Pick Codex CLI if you are already paying for ChatGPT Pro or have an OpenAI API budget. The sandbox story is the most rigorous: workspace-write mode protects your .git and .codex folders by default and turns off network unless you opt in. Good fit for working in a regulated environment.
Pick OpenCode if you need provider flexibility, want to use a local model, or work with patient data that cannot leave the lab. Its TUI is the most TUI-native of the four. The agent system lets you compose specialised subagents per pipeline.
Pick Gemini CLI if the cost matters and you can live within the personal-Google quota. Strong fit for academic groups already on Google Workspace. The Vertex AI auth path becomes useful once you outgrow the free tier and need to attach billing to a Cloud project.
A pragmatic default
Section titled “A pragmatic default”Start with Claude Code if budget allows.

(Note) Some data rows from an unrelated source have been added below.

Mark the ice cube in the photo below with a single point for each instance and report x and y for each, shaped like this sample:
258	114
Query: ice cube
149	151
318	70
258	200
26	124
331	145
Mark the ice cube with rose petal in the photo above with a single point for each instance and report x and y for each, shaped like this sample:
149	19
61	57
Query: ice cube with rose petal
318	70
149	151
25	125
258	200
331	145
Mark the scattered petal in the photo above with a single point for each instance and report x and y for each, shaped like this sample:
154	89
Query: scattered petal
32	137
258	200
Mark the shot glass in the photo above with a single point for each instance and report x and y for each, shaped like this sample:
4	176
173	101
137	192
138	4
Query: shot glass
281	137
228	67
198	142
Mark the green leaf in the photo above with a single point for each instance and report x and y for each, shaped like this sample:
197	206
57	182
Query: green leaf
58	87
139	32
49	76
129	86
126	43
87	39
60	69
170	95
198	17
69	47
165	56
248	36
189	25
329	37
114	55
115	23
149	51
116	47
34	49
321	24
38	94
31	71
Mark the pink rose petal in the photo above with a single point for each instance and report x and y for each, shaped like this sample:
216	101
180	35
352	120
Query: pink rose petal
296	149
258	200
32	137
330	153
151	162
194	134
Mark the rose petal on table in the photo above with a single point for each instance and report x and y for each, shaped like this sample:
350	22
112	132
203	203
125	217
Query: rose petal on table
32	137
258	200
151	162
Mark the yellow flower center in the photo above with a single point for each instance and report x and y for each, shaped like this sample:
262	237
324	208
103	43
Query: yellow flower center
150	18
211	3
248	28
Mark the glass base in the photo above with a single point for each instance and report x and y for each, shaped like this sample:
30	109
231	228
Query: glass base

The polish is real and the skills system is a clean way to encode lab-specific workflows. Add Codex CLI when you want a second opinion or need its stricter sandbox. Reach for OpenCode the first time you need to keep a dataset on the local machine. Try Gemini CLI when you want to test against a different model family or hit a Google quota cliff on something else.
Most working bioinformaticians end up with two installed and two in mind. There is no single best answer.
What the configuration pages cover
Section titled “What the configuration pages cover”Each of the next four pages follows the same template:
- Install command and authentication.
- Model selection.
- Where global and project config live.
- Project memory file conventions.
- Permissions and sandboxing.
- Custom commands, skills, or agents.
- MCP server configuration.
- Headless mode for scripts and CI.
- Bioinformatics-flavoured example.
- Gotchas and version-specific caveats.
The point is not to memorise four config formats. It is to recognise the same primitives in each tool, so switching between them is a matter of looking up the right filename and key, not learning a new mental model.